FORT MYERS, FLA. – Followers of sports teams have a tendency to heap criticism on an athlete missing substantial action with injuries, and those critics have been known to include members of traditional media.
Evidence of that surfaced again when Joe Mauer, with a blue-collar upbringing in St. Paul and a career spent fully with the Twins organization, became a first-ballot Hall of Famer on Jan. 23.
There were still those ornery Minnesotans who chose to remember the unfortunate description offered to manager Ron Gardenhire in mid-April 2011 in Tampa, Fla. — Joe was out with “bilateral leg weakness” — rather than Mauer’s greatness as a catcher.
If a St. Paul kid getting baseball’s ultimate honor can be derided years later for games missed, it’s not a surprise there are Minnesotans of a mind to send barbs toward Byron Buxton, a son of the South and missing much more often than not from center field in recent times.

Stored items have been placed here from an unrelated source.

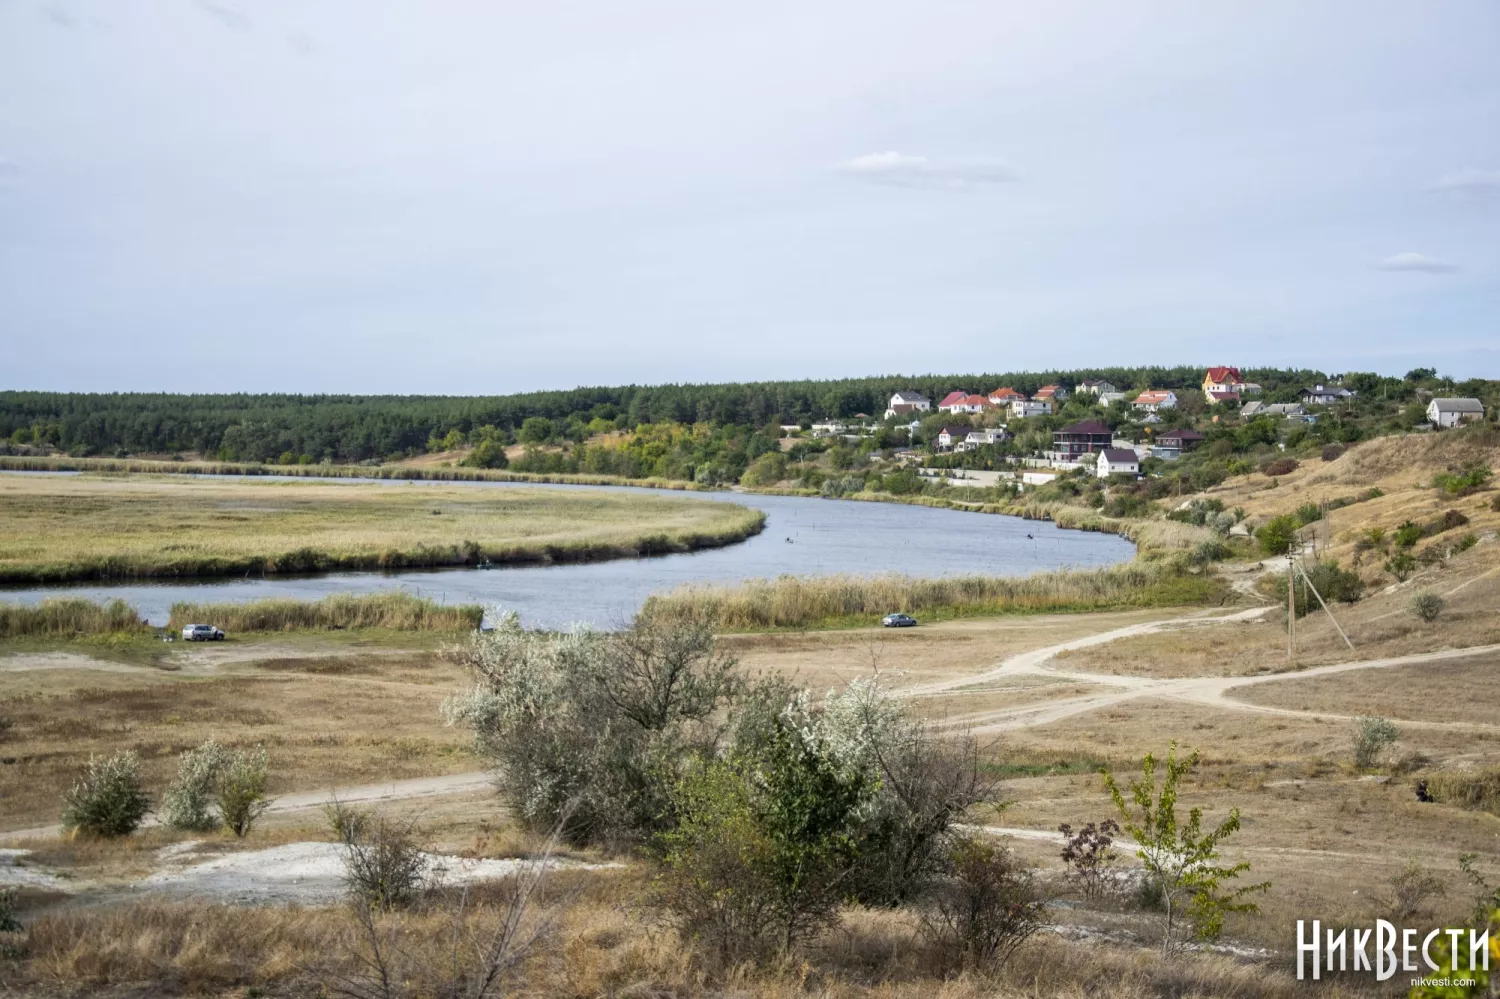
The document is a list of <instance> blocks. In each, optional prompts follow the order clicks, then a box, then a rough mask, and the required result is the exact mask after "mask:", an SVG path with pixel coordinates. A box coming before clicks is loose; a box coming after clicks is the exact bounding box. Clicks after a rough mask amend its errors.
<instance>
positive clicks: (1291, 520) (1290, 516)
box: [1256, 513, 1301, 555]
mask: <svg viewBox="0 0 1500 999" xmlns="http://www.w3.org/2000/svg"><path fill="white" fill-rule="evenodd" d="M1298 526H1301V525H1299V523H1298V519H1296V517H1295V516H1292V514H1286V513H1284V514H1281V516H1280V517H1271V519H1269V520H1266V522H1265V523H1262V525H1260V528H1259V529H1257V531H1256V540H1257V541H1259V543H1260V550H1262V552H1263V553H1266V555H1286V553H1287V552H1290V550H1292V546H1293V544H1295V543H1296V540H1298Z"/></svg>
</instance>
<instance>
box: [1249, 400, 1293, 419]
mask: <svg viewBox="0 0 1500 999" xmlns="http://www.w3.org/2000/svg"><path fill="white" fill-rule="evenodd" d="M1239 414H1241V416H1242V417H1245V419H1247V420H1248V419H1251V417H1262V416H1271V417H1284V419H1287V420H1299V419H1302V417H1305V416H1307V414H1308V411H1307V410H1304V408H1302V404H1301V402H1259V401H1257V402H1247V404H1245V408H1244V410H1241V411H1239Z"/></svg>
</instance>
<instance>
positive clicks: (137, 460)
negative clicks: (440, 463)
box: [0, 455, 715, 492]
mask: <svg viewBox="0 0 1500 999" xmlns="http://www.w3.org/2000/svg"><path fill="white" fill-rule="evenodd" d="M0 471H37V472H84V474H101V475H111V474H113V475H276V477H287V478H386V480H396V481H519V483H537V484H549V483H550V484H556V486H633V487H637V489H670V490H675V492H712V490H715V487H714V486H703V484H699V483H696V481H685V480H681V478H625V477H624V475H591V474H576V475H574V474H565V472H558V474H550V472H519V471H504V469H495V468H462V466H450V468H444V466H432V465H332V463H318V465H266V463H261V462H189V460H181V462H160V460H148V459H133V458H34V456H15V455H0Z"/></svg>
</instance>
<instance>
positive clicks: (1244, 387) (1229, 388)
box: [1203, 368, 1259, 399]
mask: <svg viewBox="0 0 1500 999" xmlns="http://www.w3.org/2000/svg"><path fill="white" fill-rule="evenodd" d="M1257 389H1259V386H1257ZM1215 392H1230V393H1235V398H1236V399H1239V393H1242V392H1245V380H1244V378H1242V377H1241V374H1239V369H1238V368H1209V369H1208V372H1205V374H1203V395H1205V396H1211V398H1212V395H1214V393H1215Z"/></svg>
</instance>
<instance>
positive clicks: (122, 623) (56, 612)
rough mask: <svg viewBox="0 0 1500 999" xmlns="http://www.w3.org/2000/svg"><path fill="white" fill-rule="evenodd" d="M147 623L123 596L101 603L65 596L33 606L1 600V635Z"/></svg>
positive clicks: (61, 634)
mask: <svg viewBox="0 0 1500 999" xmlns="http://www.w3.org/2000/svg"><path fill="white" fill-rule="evenodd" d="M148 627H150V625H148V624H147V622H145V621H144V619H142V618H141V615H139V613H138V612H136V609H135V607H132V606H130V604H127V603H126V601H123V600H111V601H108V603H102V604H101V603H95V601H93V600H83V598H80V597H63V598H54V600H43V601H42V603H39V604H34V606H20V604H10V603H0V637H30V636H71V634H110V633H115V631H144V630H145V628H148Z"/></svg>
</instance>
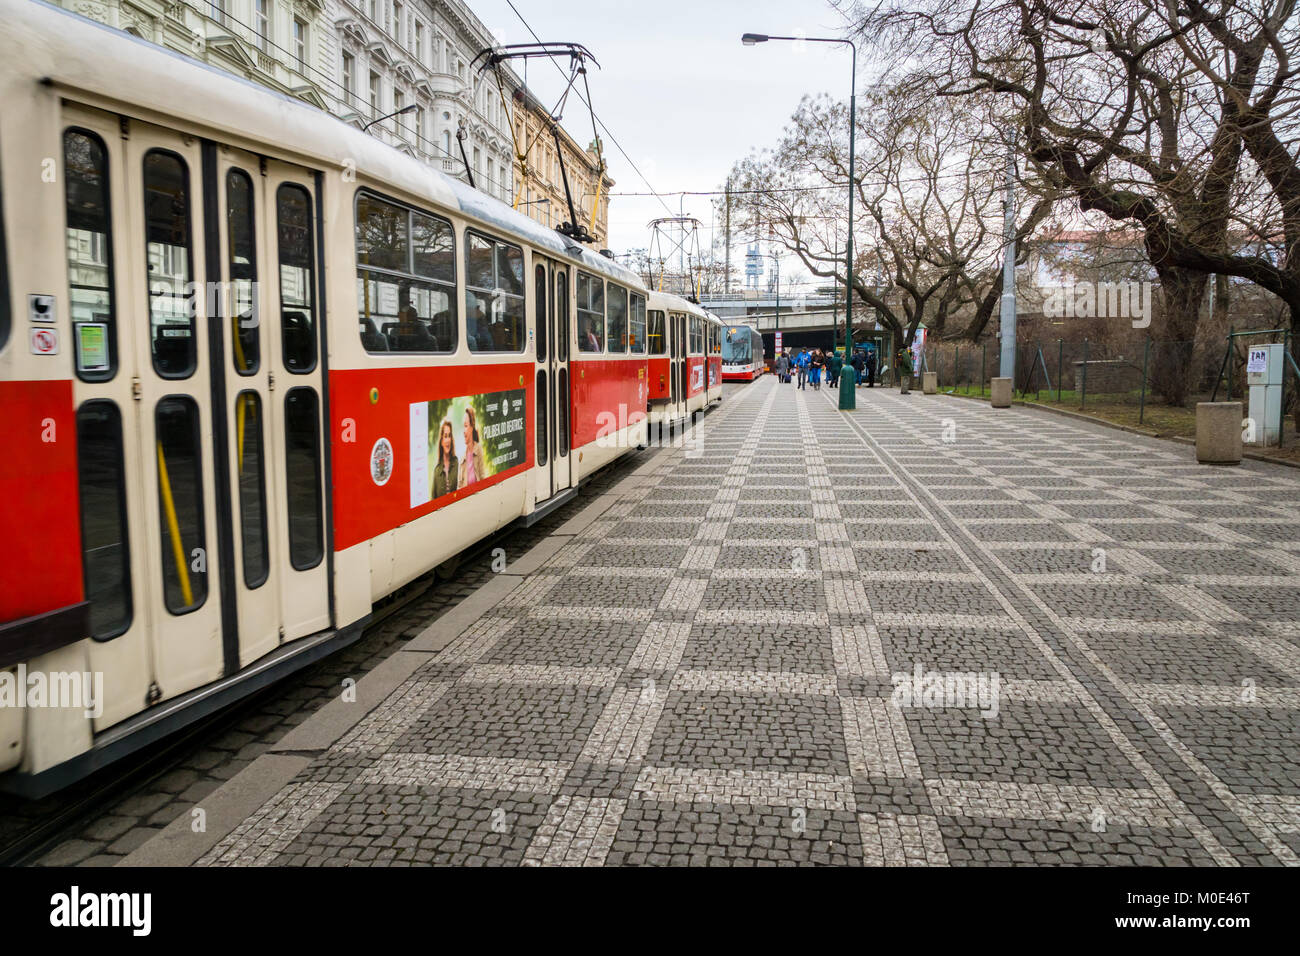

I’m sure a few one-liners on Buxton’s absences can be found on my résumé, but the true question is this:
Do we really think an athlete such as Byron Buxton, a big-time college recruit as a running back if he had chosen to take that route, doesn’t want to be out there as the most wide-ranging center fielder in baseball?
Do you really think the injuries not involving fractures have been overplayed by the former Platinum Glove winner as the best defender playing any position in the American League?
He’s 30 now, and he’s trying to convince himself, the Twins and everyone else that his baseball story has not yet been written in full — that with this last knee surgery and the rehab he is 100% to go in center, and he will show that during the month that remains for his ballclub in Florida.